By offering an in-depth view into the state of the art in that field, the article builds up its reliability, and makes it possible to assess the progress made and what is yet to come. They also establish logic links between the different views and methods found in order to provide added value - they analyze and go into more details, enabling them to offer the definitions they base their paper on.
One issue we could raise is the fact that they didn't really have any active interaction "in the field of studies" - meaning they don't have any immediate feedback on their research. Maybe having a focus group or some type of study with involved people would have helped.
The article I have chosen is based on five case studies of excessive computer usage, and tackles the issue of Internet and / or Computer "Addiction" - an urban mouth-to-mouth tale on social cyber-pathologies that are becoming increasingly popular now that children are exposed since their youngest age to digital improvements and cyberspace.
The author begins by collecting information on the social pathology of addiction, accordingly to the first step of Eisenhardt's Process of Building Theory from Case Study Research. By detailing the principal core components, and exposing them to us, the author defines clearly the research question and makes it possible for us to start reading his research study with the same knowledge as him. Then, he proceeds to the case selection, that he is said to have done in the course of six months. Even though this selection is made on specified population and quite detailed by the author, very often the source of account is that the subject contacted the author directly, making this selection having somehow of a random feeling rather than it being based on theoretical sampling. But still, the selected subjects still have all the required traits the author exposed in the beginning, making it a specified sampling of the population. For each case, the author describes with attention and detail every information he can, which makes it easy for the reader to understand exactly the point of the study, and how he reaches closure. Somehow, I still feel that because he is the only interviewer, and that his data collection method is somehow linear and lacks perspective, the instruments and protocols he based his study on are less precisely crafted than what ideally could have been done. In having data collected by Internet Discussion, he somehow enters the field already biased, and without a means of verification, and makes his data analysis clear and not subject to any other discussion - as compared to what can be done described in Eisenhardt's table. Despite these weaknesses, I think the article is quite clear in what it wants to expose, and maybe these weaknesses come from the subject itself - because in the design of this research, I can't really think of a lot of other alternatives the author could have gone for. Maybe this is something he already decided during the design process, and he can't really be blamed for that because in the end it is still a study that shows material and reliability, in my opinion, although it doesn't really follow exactly the table of Eisenhardt.
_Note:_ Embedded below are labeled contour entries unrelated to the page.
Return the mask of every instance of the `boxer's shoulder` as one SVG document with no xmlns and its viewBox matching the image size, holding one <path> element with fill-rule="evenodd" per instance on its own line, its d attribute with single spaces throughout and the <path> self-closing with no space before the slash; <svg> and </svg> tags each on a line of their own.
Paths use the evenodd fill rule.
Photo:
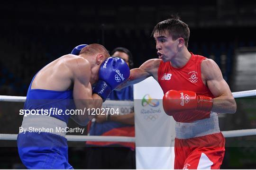
<svg viewBox="0 0 256 170">
<path fill-rule="evenodd" d="M 202 77 L 206 80 L 210 80 L 218 76 L 221 71 L 217 63 L 213 60 L 206 59 L 201 63 Z"/>
<path fill-rule="evenodd" d="M 84 58 L 73 54 L 67 54 L 63 56 L 61 62 L 73 72 L 90 71 L 90 62 Z"/>
</svg>

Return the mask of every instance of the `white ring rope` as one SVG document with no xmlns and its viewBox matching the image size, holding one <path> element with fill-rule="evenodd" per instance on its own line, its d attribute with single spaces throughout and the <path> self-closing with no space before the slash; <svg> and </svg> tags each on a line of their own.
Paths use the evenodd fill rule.
<svg viewBox="0 0 256 170">
<path fill-rule="evenodd" d="M 232 94 L 234 98 L 253 96 L 256 95 L 256 89 L 233 92 Z M 25 102 L 26 98 L 26 96 L 0 95 L 0 102 Z M 116 106 L 130 106 L 131 103 L 133 104 L 133 102 L 130 101 L 106 101 L 104 103 L 106 105 L 113 104 Z"/>
<path fill-rule="evenodd" d="M 225 137 L 233 137 L 256 135 L 256 128 L 221 131 Z M 0 140 L 16 140 L 18 134 L 0 134 Z M 73 142 L 135 142 L 135 137 L 113 136 L 86 136 L 82 135 L 67 135 L 68 141 Z"/>
<path fill-rule="evenodd" d="M 256 90 L 232 93 L 234 98 L 253 96 L 256 95 Z M 0 95 L 0 102 L 24 102 L 26 97 Z M 133 106 L 133 102 L 106 101 L 105 105 Z M 222 131 L 225 137 L 238 137 L 251 135 L 256 135 L 256 129 L 242 129 Z M 0 134 L 0 140 L 16 140 L 17 134 Z M 104 142 L 135 142 L 134 137 L 113 136 L 86 136 L 80 135 L 67 135 L 66 138 L 68 141 L 104 141 Z"/>
<path fill-rule="evenodd" d="M 0 134 L 0 140 L 17 140 L 18 134 Z M 65 137 L 68 141 L 73 142 L 135 142 L 135 137 L 112 136 L 88 136 L 82 135 L 66 135 Z"/>
</svg>

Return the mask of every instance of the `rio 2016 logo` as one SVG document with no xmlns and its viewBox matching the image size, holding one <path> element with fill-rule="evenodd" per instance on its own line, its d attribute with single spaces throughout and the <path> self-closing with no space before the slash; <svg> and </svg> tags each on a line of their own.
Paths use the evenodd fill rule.
<svg viewBox="0 0 256 170">
<path fill-rule="evenodd" d="M 143 106 L 149 105 L 152 107 L 157 107 L 159 105 L 159 101 L 157 99 L 152 98 L 149 94 L 146 94 L 142 98 L 141 104 Z"/>
</svg>

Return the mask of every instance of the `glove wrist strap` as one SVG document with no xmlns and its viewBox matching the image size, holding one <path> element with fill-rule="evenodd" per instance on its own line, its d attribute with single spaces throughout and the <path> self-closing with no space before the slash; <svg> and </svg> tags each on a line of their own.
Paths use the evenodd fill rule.
<svg viewBox="0 0 256 170">
<path fill-rule="evenodd" d="M 104 102 L 111 92 L 110 85 L 106 82 L 99 80 L 94 87 L 92 93 L 98 94 Z"/>
<path fill-rule="evenodd" d="M 210 111 L 212 108 L 212 98 L 210 97 L 198 95 L 197 110 Z"/>
</svg>

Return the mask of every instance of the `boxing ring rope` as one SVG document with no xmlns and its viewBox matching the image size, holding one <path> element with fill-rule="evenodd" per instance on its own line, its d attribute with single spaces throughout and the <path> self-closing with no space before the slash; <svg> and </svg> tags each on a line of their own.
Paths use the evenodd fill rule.
<svg viewBox="0 0 256 170">
<path fill-rule="evenodd" d="M 232 93 L 234 97 L 240 98 L 256 96 L 256 90 Z M 26 97 L 0 95 L 0 102 L 24 102 Z M 132 106 L 133 102 L 106 101 L 104 104 L 115 106 Z M 250 129 L 242 129 L 221 132 L 225 137 L 233 137 L 256 135 L 256 128 Z M 0 140 L 16 140 L 18 134 L 0 134 Z M 135 142 L 135 137 L 127 136 L 87 136 L 81 135 L 66 135 L 66 138 L 68 141 L 84 142 Z"/>
</svg>

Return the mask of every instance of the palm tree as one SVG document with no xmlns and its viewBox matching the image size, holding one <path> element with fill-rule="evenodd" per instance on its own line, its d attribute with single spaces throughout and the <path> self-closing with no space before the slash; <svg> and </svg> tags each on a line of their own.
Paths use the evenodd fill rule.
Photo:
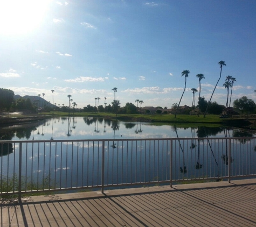
<svg viewBox="0 0 256 227">
<path fill-rule="evenodd" d="M 114 103 L 115 104 L 115 105 L 114 105 L 114 110 L 115 110 L 115 116 L 116 117 L 117 116 L 117 113 L 116 113 L 116 102 L 115 102 L 115 93 L 116 92 L 117 92 L 117 88 L 114 88 L 112 90 L 114 91 Z"/>
<path fill-rule="evenodd" d="M 231 97 L 232 97 L 232 91 L 233 90 L 233 84 L 235 81 L 237 81 L 236 80 L 236 78 L 231 77 L 231 83 L 232 83 L 232 86 L 231 86 L 231 92 L 230 93 L 230 105 L 229 107 L 230 107 L 230 103 L 231 103 Z"/>
<path fill-rule="evenodd" d="M 218 80 L 218 81 L 217 82 L 216 85 L 215 86 L 215 87 L 214 88 L 213 91 L 212 91 L 212 95 L 211 96 L 211 98 L 210 98 L 210 101 L 208 102 L 208 104 L 207 105 L 206 109 L 205 110 L 205 112 L 204 112 L 204 117 L 205 117 L 205 115 L 206 114 L 207 111 L 208 110 L 208 107 L 209 107 L 209 104 L 211 103 L 211 100 L 212 100 L 212 96 L 213 95 L 213 93 L 215 91 L 215 89 L 216 88 L 218 83 L 219 82 L 219 80 L 220 80 L 220 77 L 222 77 L 222 67 L 223 66 L 226 66 L 226 63 L 224 61 L 219 61 L 219 65 L 220 65 L 220 74 L 219 75 L 219 80 Z"/>
<path fill-rule="evenodd" d="M 100 98 L 98 98 L 98 107 L 99 107 L 99 100 L 100 100 Z"/>
<path fill-rule="evenodd" d="M 201 80 L 202 79 L 204 79 L 204 74 L 202 74 L 202 73 L 199 74 L 197 74 L 196 76 L 197 78 L 198 78 L 199 80 L 199 98 L 201 97 Z M 199 98 L 198 98 L 199 99 Z M 200 107 L 199 105 L 199 103 L 198 103 L 198 117 L 199 116 L 199 112 L 200 111 Z"/>
<path fill-rule="evenodd" d="M 178 107 L 176 109 L 176 111 L 175 112 L 175 116 L 174 117 L 175 118 L 176 118 L 176 115 L 177 115 L 177 111 L 178 110 L 178 109 L 179 107 L 179 104 L 181 104 L 181 100 L 182 99 L 182 97 L 183 96 L 184 93 L 185 92 L 185 90 L 186 89 L 186 77 L 189 76 L 189 74 L 190 73 L 190 72 L 188 70 L 184 70 L 182 73 L 181 73 L 181 76 L 184 76 L 185 75 L 185 87 L 184 88 L 184 91 L 183 93 L 182 93 L 182 95 L 181 96 L 181 99 L 179 100 L 179 104 L 178 104 Z"/>
<path fill-rule="evenodd" d="M 37 96 L 38 96 L 38 102 L 39 102 L 38 107 L 40 107 L 40 96 L 41 96 L 41 95 L 39 94 L 38 95 L 37 95 Z"/>
<path fill-rule="evenodd" d="M 42 93 L 42 95 L 43 95 L 43 99 L 44 100 L 44 96 L 45 95 L 45 94 L 44 93 Z M 41 107 L 43 107 L 43 103 L 42 103 L 42 106 Z"/>
<path fill-rule="evenodd" d="M 137 108 L 138 108 L 138 103 L 140 101 L 140 100 L 136 100 L 135 102 L 137 103 Z"/>
<path fill-rule="evenodd" d="M 230 87 L 232 86 L 232 83 L 231 82 L 231 80 L 232 79 L 231 76 L 226 76 L 226 80 L 225 81 L 227 83 L 224 83 L 223 84 L 223 86 L 225 87 L 225 88 L 227 88 L 227 103 L 226 104 L 226 108 L 227 108 L 227 106 L 229 105 L 229 88 Z"/>
<path fill-rule="evenodd" d="M 193 94 L 193 100 L 192 101 L 192 106 L 194 107 L 196 106 L 196 93 L 198 91 L 197 89 L 196 88 L 191 88 L 191 91 L 192 91 Z M 194 100 L 195 100 L 195 104 L 194 104 Z"/>
<path fill-rule="evenodd" d="M 55 91 L 54 90 L 51 90 L 51 91 L 52 92 L 52 114 L 53 114 L 53 93 Z"/>
<path fill-rule="evenodd" d="M 226 103 L 225 108 L 227 108 L 227 105 L 229 104 L 229 91 L 230 87 L 232 86 L 232 83 L 231 81 L 226 81 L 224 84 L 223 87 L 225 87 L 225 88 L 227 89 L 227 102 Z"/>
<path fill-rule="evenodd" d="M 143 101 L 142 100 L 140 100 L 139 102 L 141 104 L 141 109 L 140 109 L 140 112 L 141 113 L 141 104 L 143 103 Z"/>
<path fill-rule="evenodd" d="M 104 97 L 104 98 L 105 98 L 105 101 L 104 101 L 104 104 L 105 105 L 105 107 L 106 107 L 106 105 L 107 105 L 107 103 L 106 102 L 106 100 L 107 99 L 107 98 L 106 97 Z"/>
<path fill-rule="evenodd" d="M 67 95 L 67 97 L 68 97 L 68 116 L 70 115 L 70 97 L 72 96 L 71 95 Z M 64 104 L 63 104 L 63 106 L 64 106 Z"/>
</svg>

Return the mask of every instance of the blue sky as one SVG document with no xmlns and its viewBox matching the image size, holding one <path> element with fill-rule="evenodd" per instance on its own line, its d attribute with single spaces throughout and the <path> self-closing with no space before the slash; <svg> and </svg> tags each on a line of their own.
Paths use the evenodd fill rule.
<svg viewBox="0 0 256 227">
<path fill-rule="evenodd" d="M 121 106 L 191 106 L 199 90 L 225 104 L 226 76 L 236 79 L 232 102 L 256 102 L 256 1 L 9 0 L 0 3 L 2 88 L 78 108 L 107 104 L 117 88 Z M 196 93 L 197 100 L 199 92 Z"/>
</svg>

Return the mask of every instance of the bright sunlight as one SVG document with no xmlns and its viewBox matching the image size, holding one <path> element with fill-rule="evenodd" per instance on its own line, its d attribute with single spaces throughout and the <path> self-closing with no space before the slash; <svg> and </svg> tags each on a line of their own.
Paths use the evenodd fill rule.
<svg viewBox="0 0 256 227">
<path fill-rule="evenodd" d="M 42 21 L 51 0 L 0 2 L 0 34 L 25 34 Z"/>
</svg>

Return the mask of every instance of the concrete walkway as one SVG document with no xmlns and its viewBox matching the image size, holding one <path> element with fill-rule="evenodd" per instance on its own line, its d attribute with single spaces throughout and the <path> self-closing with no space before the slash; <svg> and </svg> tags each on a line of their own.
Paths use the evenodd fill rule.
<svg viewBox="0 0 256 227">
<path fill-rule="evenodd" d="M 255 226 L 256 179 L 0 201 L 2 226 Z"/>
</svg>

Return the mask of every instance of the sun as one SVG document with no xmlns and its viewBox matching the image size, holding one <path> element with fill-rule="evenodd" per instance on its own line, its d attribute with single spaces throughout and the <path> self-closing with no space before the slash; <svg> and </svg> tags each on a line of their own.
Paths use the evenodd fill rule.
<svg viewBox="0 0 256 227">
<path fill-rule="evenodd" d="M 0 2 L 0 34 L 24 34 L 44 19 L 51 0 L 5 0 Z"/>
</svg>

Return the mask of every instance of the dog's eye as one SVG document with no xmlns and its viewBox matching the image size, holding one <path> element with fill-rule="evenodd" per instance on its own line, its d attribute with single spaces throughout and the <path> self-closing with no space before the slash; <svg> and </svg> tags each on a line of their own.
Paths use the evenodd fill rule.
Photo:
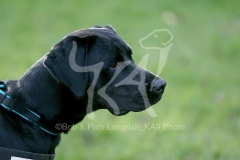
<svg viewBox="0 0 240 160">
<path fill-rule="evenodd" d="M 110 67 L 110 68 L 116 68 L 116 67 L 117 67 L 117 62 L 114 62 L 114 63 L 110 64 L 109 67 Z"/>
</svg>

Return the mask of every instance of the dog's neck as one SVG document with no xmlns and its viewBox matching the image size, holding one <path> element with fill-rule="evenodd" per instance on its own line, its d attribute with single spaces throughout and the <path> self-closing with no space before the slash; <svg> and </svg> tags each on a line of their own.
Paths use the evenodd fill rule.
<svg viewBox="0 0 240 160">
<path fill-rule="evenodd" d="M 75 98 L 70 90 L 57 82 L 40 59 L 35 63 L 20 79 L 19 81 L 8 81 L 6 83 L 9 94 L 14 100 L 14 107 L 26 107 L 36 112 L 41 116 L 41 122 L 48 125 L 52 131 L 58 133 L 68 132 L 70 126 L 80 122 L 86 115 L 87 98 L 81 100 Z M 67 125 L 62 129 L 56 129 L 56 124 Z M 28 123 L 26 122 L 26 125 Z M 34 127 L 33 133 L 28 134 L 42 134 L 41 129 Z M 34 133 L 35 132 L 35 133 Z M 52 143 L 52 138 L 56 139 L 58 136 L 49 137 L 49 142 Z M 45 139 L 47 139 L 45 137 Z M 54 150 L 58 142 L 54 142 L 51 148 Z M 46 140 L 45 140 L 46 141 Z M 44 144 L 47 145 L 47 144 Z M 42 146 L 47 148 L 46 146 Z M 52 149 L 50 152 L 52 152 Z M 43 152 L 43 151 L 39 151 Z M 48 152 L 48 151 L 47 151 Z"/>
</svg>

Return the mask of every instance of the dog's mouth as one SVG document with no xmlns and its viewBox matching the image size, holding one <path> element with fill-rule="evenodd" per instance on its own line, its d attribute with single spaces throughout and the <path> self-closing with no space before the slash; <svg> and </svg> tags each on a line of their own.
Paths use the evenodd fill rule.
<svg viewBox="0 0 240 160">
<path fill-rule="evenodd" d="M 112 113 L 115 116 L 122 116 L 125 115 L 129 112 L 141 112 L 144 111 L 146 109 L 148 109 L 149 107 L 151 107 L 152 105 L 158 103 L 160 100 L 162 99 L 162 94 L 160 94 L 158 96 L 157 99 L 155 100 L 149 100 L 149 103 L 146 104 L 146 102 L 144 102 L 142 95 L 136 94 L 135 96 L 133 96 L 132 98 L 132 102 L 129 104 L 129 106 L 127 108 L 124 108 L 124 110 L 114 110 L 113 108 L 108 109 L 110 113 Z"/>
<path fill-rule="evenodd" d="M 130 111 L 113 111 L 113 110 L 109 110 L 109 112 L 111 112 L 115 116 L 123 116 L 125 114 L 128 114 L 128 112 L 130 112 Z"/>
</svg>

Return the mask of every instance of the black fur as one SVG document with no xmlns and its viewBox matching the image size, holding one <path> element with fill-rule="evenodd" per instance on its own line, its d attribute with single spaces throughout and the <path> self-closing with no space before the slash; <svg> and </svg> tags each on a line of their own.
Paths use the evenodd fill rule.
<svg viewBox="0 0 240 160">
<path fill-rule="evenodd" d="M 165 82 L 154 74 L 136 68 L 130 47 L 110 26 L 97 26 L 75 31 L 57 43 L 48 54 L 38 60 L 19 80 L 5 81 L 6 93 L 14 99 L 14 108 L 30 108 L 41 115 L 39 121 L 52 131 L 67 133 L 68 130 L 56 130 L 57 123 L 68 125 L 83 120 L 87 114 L 87 90 L 94 79 L 92 72 L 76 72 L 69 65 L 69 54 L 77 43 L 76 63 L 79 66 L 91 66 L 104 62 L 95 86 L 92 111 L 108 109 L 112 114 L 123 115 L 129 111 L 142 111 L 145 106 L 137 85 L 115 84 L 123 81 L 135 69 L 146 74 L 144 87 L 150 104 L 160 100 Z M 119 106 L 116 112 L 98 91 L 106 86 L 116 72 L 109 66 L 114 62 L 129 61 L 121 73 L 105 90 Z M 140 72 L 134 77 L 140 81 Z M 163 90 L 152 89 L 152 81 L 163 82 Z M 29 113 L 26 113 L 29 114 Z M 0 147 L 28 152 L 51 154 L 60 142 L 60 136 L 50 135 L 39 127 L 26 122 L 19 116 L 0 107 Z"/>
</svg>

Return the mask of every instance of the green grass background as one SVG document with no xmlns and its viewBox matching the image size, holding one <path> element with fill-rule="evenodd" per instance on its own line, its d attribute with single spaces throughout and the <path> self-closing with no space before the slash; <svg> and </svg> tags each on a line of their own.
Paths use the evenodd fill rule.
<svg viewBox="0 0 240 160">
<path fill-rule="evenodd" d="M 95 119 L 85 118 L 62 136 L 55 159 L 240 159 L 239 6 L 237 0 L 0 0 L 0 79 L 20 78 L 66 34 L 95 24 L 111 24 L 132 47 L 136 62 L 152 53 L 148 69 L 156 72 L 158 51 L 144 50 L 138 40 L 167 28 L 174 39 L 160 75 L 168 85 L 153 106 L 157 117 L 146 111 L 122 117 L 97 111 Z M 185 128 L 106 128 L 148 123 Z"/>
</svg>

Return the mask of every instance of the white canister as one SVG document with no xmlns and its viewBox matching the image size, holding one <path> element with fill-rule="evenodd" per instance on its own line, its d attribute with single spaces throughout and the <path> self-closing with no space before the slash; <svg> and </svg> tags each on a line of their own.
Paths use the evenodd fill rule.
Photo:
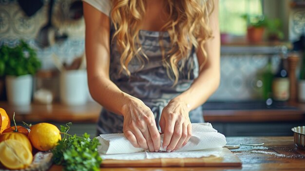
<svg viewBox="0 0 305 171">
<path fill-rule="evenodd" d="M 68 105 L 85 104 L 88 83 L 85 70 L 63 71 L 60 74 L 60 100 Z"/>
<path fill-rule="evenodd" d="M 13 105 L 31 104 L 33 89 L 33 76 L 31 75 L 5 77 L 6 95 L 8 102 Z"/>
<path fill-rule="evenodd" d="M 299 80 L 298 95 L 299 101 L 305 102 L 305 80 Z"/>
</svg>

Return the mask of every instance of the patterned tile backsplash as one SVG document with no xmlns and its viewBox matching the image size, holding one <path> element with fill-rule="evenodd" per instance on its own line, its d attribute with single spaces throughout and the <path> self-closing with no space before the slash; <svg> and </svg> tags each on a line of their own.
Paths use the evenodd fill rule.
<svg viewBox="0 0 305 171">
<path fill-rule="evenodd" d="M 20 38 L 25 39 L 37 50 L 44 69 L 54 68 L 52 55 L 58 56 L 68 62 L 82 55 L 84 50 L 83 19 L 67 21 L 62 18 L 65 8 L 73 0 L 56 0 L 52 23 L 68 38 L 61 43 L 41 48 L 36 38 L 47 22 L 48 0 L 31 18 L 24 15 L 17 0 L 0 0 L 0 46 L 7 43 L 14 46 Z M 258 87 L 258 73 L 267 62 L 267 56 L 259 55 L 222 55 L 221 80 L 218 90 L 209 100 L 249 100 L 259 99 L 261 90 Z M 271 56 L 273 68 L 279 63 L 278 55 Z M 204 85 L 203 85 L 203 89 Z"/>
</svg>

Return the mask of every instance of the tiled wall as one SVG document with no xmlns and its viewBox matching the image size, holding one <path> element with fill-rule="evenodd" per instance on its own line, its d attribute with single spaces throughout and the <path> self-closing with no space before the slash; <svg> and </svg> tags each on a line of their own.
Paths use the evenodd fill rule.
<svg viewBox="0 0 305 171">
<path fill-rule="evenodd" d="M 37 50 L 43 68 L 49 69 L 54 67 L 53 53 L 67 62 L 82 55 L 84 49 L 84 24 L 82 19 L 67 21 L 61 17 L 73 0 L 55 0 L 52 23 L 59 32 L 67 34 L 69 38 L 51 47 L 39 48 L 36 40 L 40 29 L 46 24 L 49 8 L 49 0 L 43 1 L 43 7 L 29 18 L 24 14 L 17 0 L 0 0 L 0 45 L 5 43 L 14 46 L 19 39 L 24 39 Z"/>
<path fill-rule="evenodd" d="M 64 21 L 63 10 L 73 0 L 56 0 L 54 25 L 69 38 L 61 44 L 42 49 L 36 42 L 39 29 L 47 22 L 47 0 L 34 16 L 25 17 L 17 0 L 0 0 L 0 45 L 3 43 L 13 46 L 23 38 L 38 51 L 43 68 L 54 68 L 51 56 L 57 54 L 63 60 L 71 61 L 81 55 L 84 49 L 84 25 L 82 19 Z M 66 9 L 66 8 L 65 9 Z M 219 89 L 210 100 L 248 100 L 260 97 L 261 90 L 256 86 L 257 73 L 267 63 L 266 56 L 260 55 L 223 55 L 221 58 L 221 80 Z M 278 64 L 278 57 L 272 57 L 274 69 Z M 203 85 L 204 88 L 204 85 Z"/>
<path fill-rule="evenodd" d="M 289 25 L 289 40 L 296 41 L 302 34 L 305 34 L 305 8 L 291 10 Z"/>
</svg>

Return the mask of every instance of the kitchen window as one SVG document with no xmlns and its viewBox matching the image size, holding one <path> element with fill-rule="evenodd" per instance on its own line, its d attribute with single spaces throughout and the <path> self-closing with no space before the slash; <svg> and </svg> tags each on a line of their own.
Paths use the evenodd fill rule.
<svg viewBox="0 0 305 171">
<path fill-rule="evenodd" d="M 263 15 L 263 0 L 219 0 L 219 23 L 221 33 L 244 36 L 247 21 L 242 16 Z"/>
</svg>

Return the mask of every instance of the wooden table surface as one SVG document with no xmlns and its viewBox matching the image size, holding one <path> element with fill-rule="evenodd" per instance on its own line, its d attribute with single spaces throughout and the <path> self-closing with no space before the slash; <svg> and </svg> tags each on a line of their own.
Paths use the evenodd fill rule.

In order to tackle this question, the article takes on a qualitative method. First, by suggesting the definitions of four common message types - proprietor content, user-generated content, deliberate aggregate user representation, and incidental aggregate user representation - that they designed using a content analysis method. Then, they offer a desk research that illustrates how these message types may function in transforming online social interaction and influence.
By offering an in-depth view into the state of the art in that field, the article builds up its reliability, and makes it possible to assess the progress made and what is yet to come. They also establish logic links between the different views and methods found in order to provide added value - they analyze and go into more details, enabling them to offer the definitions they base their paper on.
One issue we could raise is the fact that they didn't really have any active interaction "in the field of studies" - meaning they don't have any immediate feedback on their research. Maybe having a focus group or some type of study with involved people would have helped.
Does Internet and Computer "Addiction" exist? (Griffiths M.)A case study is a research strategy which contributes into providing in-depth understanding of the different dynamics involved in a specific case - which can be a person, a group, or a particular subject. It is not excluded for a case study to target more than one case, and there are different types of case study methods. Typically, a case study can be multi-layered in terms of analysis depth, and uses data collection methods such as archives, interviews, questionnaires and observations - which may be qualitative or quantitative, though more often than not they tend to stick to the qualitative side of the subject.
The article I have chosen is based on five case studies of excessive computer usage, and tackles the issue of Internet and / or Computer "Addiction" - an urban mouth-to-mouth tale on social cyber-pathologies that are becoming increasingly popular now that children are exposed since their youngest age to digital improvements and cyberspace.
The author begins by collecting information on the social pathology of addiction, accordingly to the first step of Eisenhardt's Process of Building Theory from Case Study Research. By detailing the principal core components, and exposing them to us, the author defines clearly the research question and makes it possible for us to start reading his research study with the same knowledge as him. Then, he proceeds to the case selection, that he is said to have done in the course of six months. Even though this selection is made on specified population and quite detailed by the author, very often the source of account is that the subject contacted the author directly, making this selection having somehow of a random feeling rather than it being based on theoretical sampling. But still, the selected subjects still have all the required traits the author exposed in the beginning, making it a specified sampling of the population. For each case, the author describes with attention and detail every information he can, which makes it easy for the reader to understand exactly the point of the study, and how he reaches closure. Somehow, I still feel that because he is the only interviewer, and that his data collection method is somehow linear and lacks perspective, the instruments and protocols he based his study on are less precisely crafted than what ideally could have been done. In having data collected by Internet Discussion, he somehow enters the field already biased, and without a means of verification, and makes his data analysis clear and not subject to any other discussion - as compared to what can be done described in Eisenhardt's table. Despite these weaknesses, I think the article is quite clear in what it wants to expose, and maybe these weaknesses come from the subject itself - because in the design of this research, I can't really think of a lot of other alternatives the author could have gone for. Maybe this is something he already decided during the design process, and he can't really be blamed for that because in the end it is still a study that shows material and reliability, in my opinion, although it doesn't really follow exactly the table of Eisenhardt.